At December 31, 2022, Vertiv Group and the Co-Borrowers had $317.4 of availability under the ABL Revolving Credit Facility (subject to customary borrowing base and other conditions, and subject to separate sublimits for letters of credit, swingline borrowings and borrowings made to certain non-U.S. Co-Borrowers), net of letters of credit outstanding in the aggregate principal amount of $17.1, and taking into account the borrowing base limitations set forth in the ABL Revolving Credit Facility. At December 31, 2022, there was a $235.0 balance on the ABL Revolving Credit Facility with a weighted-average borrowing rate of 5.85%. At December 31, 2021, there were no borrowings outstanding under the ABL Revolving Credit Facility.
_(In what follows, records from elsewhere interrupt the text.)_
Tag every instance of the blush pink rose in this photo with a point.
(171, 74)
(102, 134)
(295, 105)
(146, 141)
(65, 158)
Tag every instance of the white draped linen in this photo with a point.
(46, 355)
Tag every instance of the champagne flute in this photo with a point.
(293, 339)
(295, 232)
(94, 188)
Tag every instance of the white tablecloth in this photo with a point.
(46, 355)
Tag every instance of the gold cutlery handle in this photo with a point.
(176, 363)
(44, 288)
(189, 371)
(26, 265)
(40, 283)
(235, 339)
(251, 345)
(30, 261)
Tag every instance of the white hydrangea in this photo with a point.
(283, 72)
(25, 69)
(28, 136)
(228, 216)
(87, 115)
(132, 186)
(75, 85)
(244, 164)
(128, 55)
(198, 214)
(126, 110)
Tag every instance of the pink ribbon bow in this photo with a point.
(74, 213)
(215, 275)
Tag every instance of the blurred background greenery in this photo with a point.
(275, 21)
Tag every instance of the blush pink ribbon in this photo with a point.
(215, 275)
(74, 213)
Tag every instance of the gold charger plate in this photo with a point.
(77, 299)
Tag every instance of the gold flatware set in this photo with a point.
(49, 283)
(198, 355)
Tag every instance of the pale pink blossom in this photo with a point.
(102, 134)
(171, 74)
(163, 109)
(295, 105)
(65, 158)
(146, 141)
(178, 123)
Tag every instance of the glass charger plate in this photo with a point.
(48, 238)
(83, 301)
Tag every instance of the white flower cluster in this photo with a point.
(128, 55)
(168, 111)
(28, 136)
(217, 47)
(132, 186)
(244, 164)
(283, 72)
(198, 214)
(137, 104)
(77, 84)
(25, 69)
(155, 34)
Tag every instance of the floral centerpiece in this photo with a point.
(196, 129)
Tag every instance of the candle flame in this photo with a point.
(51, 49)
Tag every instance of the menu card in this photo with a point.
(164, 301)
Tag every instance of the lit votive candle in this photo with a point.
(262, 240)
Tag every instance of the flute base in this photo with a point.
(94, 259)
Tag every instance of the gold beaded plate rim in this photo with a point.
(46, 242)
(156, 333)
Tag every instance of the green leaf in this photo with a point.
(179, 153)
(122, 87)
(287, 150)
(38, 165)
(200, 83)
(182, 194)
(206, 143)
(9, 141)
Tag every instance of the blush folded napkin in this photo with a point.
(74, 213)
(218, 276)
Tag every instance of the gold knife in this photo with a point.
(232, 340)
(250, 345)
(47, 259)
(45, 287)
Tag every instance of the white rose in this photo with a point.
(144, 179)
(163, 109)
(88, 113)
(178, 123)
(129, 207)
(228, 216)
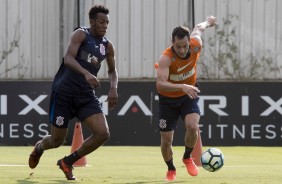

Senior Secured Notes due 2028
On October 22, 2021, the Borrower completed its offering of $850.0 aggregate principal amount of its Senior Secured Notes due 2028 (the “Notes”) in a private placement at par. The Notes bear interest at 4.125% per annum and mature on November 15, 2028. The Company incurred $13.8 of debt issuance costs that were capitalized as part of the Notes. The Indenture governing the Notes contains customary representations and warranties, affirmative, reporting and negative covenants, and events of default. The negative covenants include, among other things, restrictions on the ability of the Borrower and certain subsidiaries to grant liens or security interests on assets, undertake mergers and consolidations, sell or otherwise transfer assets, pay dividends or make other distributions and restricted payments, incur indebtedness, make acquisitions, loans, advances or other investments, optionally prepay or modify terms of certain junior indebtedness, enter into transactions with affiliates or change lines of business, in each case, subject to certain thresholds and exceptions.